Tokai Pharmaceuticals is a biopharmaceutical company focused on developing novel therapies for prostate cancer and other hormonally-driven diseases. The company’s lead drug candidate, galeterone, is a highly selective, multi-targeted, oral small molecule drug candidate being developed for the treatment of patients with castration-resistant prostate cancer. The company’s ARDA drug discovery program is focused on the identification and evaluation of compounds that are designed to disrupt androgen receptor signaling through enhanced androgen receptor degradation and are targeted to patients with androgen receptor signaling diseases, including prostate cancer. For more information on Tokai and galeterone, please visit www.tokaipharma.com.

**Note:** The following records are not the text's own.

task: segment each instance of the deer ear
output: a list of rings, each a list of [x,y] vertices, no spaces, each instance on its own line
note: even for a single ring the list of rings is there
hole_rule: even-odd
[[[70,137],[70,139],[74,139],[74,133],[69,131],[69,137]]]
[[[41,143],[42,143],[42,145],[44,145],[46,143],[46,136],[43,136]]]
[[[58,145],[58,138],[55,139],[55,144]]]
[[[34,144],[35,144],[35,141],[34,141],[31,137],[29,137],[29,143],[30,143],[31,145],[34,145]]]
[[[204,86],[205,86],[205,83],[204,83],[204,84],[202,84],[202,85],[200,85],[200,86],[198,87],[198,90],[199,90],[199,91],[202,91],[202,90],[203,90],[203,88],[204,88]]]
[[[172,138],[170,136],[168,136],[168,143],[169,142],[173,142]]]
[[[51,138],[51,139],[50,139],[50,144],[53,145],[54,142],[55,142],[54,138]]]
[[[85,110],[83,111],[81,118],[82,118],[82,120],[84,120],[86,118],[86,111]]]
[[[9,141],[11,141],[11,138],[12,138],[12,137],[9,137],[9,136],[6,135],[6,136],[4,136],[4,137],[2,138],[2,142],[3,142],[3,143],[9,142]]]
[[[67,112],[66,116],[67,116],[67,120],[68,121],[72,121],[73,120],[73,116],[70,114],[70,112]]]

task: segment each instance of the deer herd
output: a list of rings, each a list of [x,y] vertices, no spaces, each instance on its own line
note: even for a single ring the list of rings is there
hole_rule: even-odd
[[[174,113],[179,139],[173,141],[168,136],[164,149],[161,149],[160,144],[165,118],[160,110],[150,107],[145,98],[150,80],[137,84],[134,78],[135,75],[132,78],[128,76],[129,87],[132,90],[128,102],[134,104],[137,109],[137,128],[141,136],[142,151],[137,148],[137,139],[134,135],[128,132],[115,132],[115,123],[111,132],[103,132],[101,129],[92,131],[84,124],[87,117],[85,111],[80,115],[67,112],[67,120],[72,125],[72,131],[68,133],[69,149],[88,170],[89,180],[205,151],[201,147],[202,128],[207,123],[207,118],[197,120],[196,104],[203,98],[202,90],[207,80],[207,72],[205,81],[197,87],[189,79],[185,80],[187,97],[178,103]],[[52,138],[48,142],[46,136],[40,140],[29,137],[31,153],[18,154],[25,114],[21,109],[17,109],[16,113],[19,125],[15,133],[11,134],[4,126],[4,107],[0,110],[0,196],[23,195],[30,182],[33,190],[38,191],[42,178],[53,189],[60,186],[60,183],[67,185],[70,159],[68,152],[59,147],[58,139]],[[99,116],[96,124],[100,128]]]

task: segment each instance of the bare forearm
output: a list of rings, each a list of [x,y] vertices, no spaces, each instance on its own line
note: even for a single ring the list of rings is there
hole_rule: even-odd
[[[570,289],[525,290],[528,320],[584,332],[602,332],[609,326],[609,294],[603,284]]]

Forward-looking Statements

Any statements in this press release about future expectations, plans and prospects for the Company, including statements about the Company’s strategy, future operations, intellectual property, cash resources, financial position and projected costs, and other statements containing the words “believes,” “anticipates,” “plans,” “expects,” and similar expressions, constitute forward-looking statements within the meaning of The Private Securities Litigation Reform Act of 1995. Actual results may differ materially from those indicated by such forward-looking statements as a result of various important factors, including: whether the Company’s cash resources will be sufficient to fund the Company’s continuing operations for the period anticipated; whether results obtained in clinical trials will be indicative of results obtained in future clinical trials; whether galeterone will advance through the clinical trial process on the anticipated timeline and receive approval from the United States Food and Drug Administration or equivalent foreign regulatory agencies; whether, if galeterone obtains such approval, it will be successfully distributed and marketed; and other factors discussed in the “Risk Factors” section of the Company’s Registration Statement on Form S-1. In addition, the forward-looking statements included in this press release represent the Company’s views as of September 22, 2014. The Company anticipates that subsequent events and developments will cause the Company’s views to change. However, while the Company may elect to update these forward-looking statements at some point in the future, the Company specifically disclaims any obligation to do so. These forward-looking statements should not be relied upon as representing the Company’s views as of any date subsequent to September 22, 2014.